# The destination folder... is not available, using pictures folder instead.



## Virtual Photographer (Jan 19, 2016)

I'm trying to import some photos to a folder I have just been using but get this error meassage

The destination folder ........ is not available. Using “Pictures” folder instead. everything on my mac seems to be working so I have no idea what the problem is.

I'd be grateful for some help.
Thanks


----------



## Johan Elzenga (Jan 19, 2016)

It simply means that the folder you used to import your pictures to is not available right now. Often it's on an external disk that isn't mounted, but another possibility is that you deleted it or renamed it. Because Lightroom has to pick *a* folder (any folder), it switched to the default folder (your Pictures folder). You can simply select the desired folder again if it's available, or another folder of your choice.


----------



## Virtual Photographer (Jan 19, 2016)

I hadn't done any of the above but after an hour of messing around it seems happy again.
Thanks


----------



## Talia (Feb 1, 2017)

*I'm trying to import some photos to a folder I have just been using but get this error message
The destination folder ........ is not available. Using “Pictures” folder instead. everything on my mac seems to be working so I have no idea what the problem is.*

I am getting exactly the same error message. My external hard drive with the destination folder is mounted. The permission is set to Read-Write. I have also rebooted the computer several times.
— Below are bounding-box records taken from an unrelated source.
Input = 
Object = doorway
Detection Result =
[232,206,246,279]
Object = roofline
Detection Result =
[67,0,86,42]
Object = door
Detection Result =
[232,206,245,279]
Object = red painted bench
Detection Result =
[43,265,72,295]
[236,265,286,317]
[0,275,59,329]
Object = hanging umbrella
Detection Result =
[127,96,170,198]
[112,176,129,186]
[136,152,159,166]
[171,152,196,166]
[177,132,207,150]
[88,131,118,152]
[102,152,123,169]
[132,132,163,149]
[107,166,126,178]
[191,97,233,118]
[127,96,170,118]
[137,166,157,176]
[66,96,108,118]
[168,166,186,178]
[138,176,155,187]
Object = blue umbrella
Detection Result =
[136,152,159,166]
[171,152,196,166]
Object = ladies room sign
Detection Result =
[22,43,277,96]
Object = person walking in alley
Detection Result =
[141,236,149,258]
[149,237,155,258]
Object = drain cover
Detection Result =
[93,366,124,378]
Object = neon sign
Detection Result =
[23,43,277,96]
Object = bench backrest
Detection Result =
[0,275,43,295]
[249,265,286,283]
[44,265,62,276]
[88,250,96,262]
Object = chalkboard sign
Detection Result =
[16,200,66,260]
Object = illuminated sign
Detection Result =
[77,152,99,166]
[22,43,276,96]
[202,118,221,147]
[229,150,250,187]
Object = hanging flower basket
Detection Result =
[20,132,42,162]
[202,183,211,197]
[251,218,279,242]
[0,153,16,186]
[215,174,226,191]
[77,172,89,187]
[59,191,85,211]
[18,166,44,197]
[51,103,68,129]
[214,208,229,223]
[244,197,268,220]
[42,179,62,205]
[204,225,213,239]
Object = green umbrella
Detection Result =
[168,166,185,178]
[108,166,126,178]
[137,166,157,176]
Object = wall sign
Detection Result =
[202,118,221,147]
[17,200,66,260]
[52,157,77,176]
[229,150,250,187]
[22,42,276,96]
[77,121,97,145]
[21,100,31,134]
As a test, I tried to import the images into two different catalogues located on two different external hard drives. Same error message.

(My last import was just a few days ago and everything went smoothly. I have made no changes to my catalogue or external hard drive since then.)

Does anyone have any suggestions on how to solve this rather annoying problem?


----------



## clee01l (Feb 1, 2017)

Welcome to the forum.
How is the external drive formatted?  HFS+ or something else?
How about a screen shot of the Import panels on the right showing the File Handling panel and the Destination panel (with the destination folderhighlighted).  
Another trigger for this message is the "Make a second copy to.." destination It needs to be mounted and space available on the disk too.


----------



## Talia (Feb 1, 2017)

Cletus--Your request for a screen shot prompted me to double-check all of the settings, which I should have done before posting. I found that the destination folder was no longer selected. (Not sure how that happened since I did not make any changes there.) Anyway, that clearly appears to have been the cause of the problem. Thank you.


----------



## clee01l (Feb 2, 2017)

You saved me from having to look for that myself.   FWIW, I always use an Import preset.  It sets all of my parameters in a consistent manner and I only need to check one field on the Import panel to know that everything is correct.


----------



## Jimmy Thompson (Feb 2, 2019)

I'm having the same issue, but I have a slightly different question.  Where in the Pictures folder does it put the files?  I can't find anything, anywhere that remotely looks like the same folder being re-routed to the Pictures folder.  Thanks in advance.


----------



## Johan Elzenga (Feb 2, 2019)

The warning tells you what Lightroom will use if you proceed with the import. So did you proceed and are the photos already imported? If so, right-click on a photo and choose 'Show in Finder'. That will bring you right to that folder. If you did not import the photos yet, then obviously they are not in any folder yet.


----------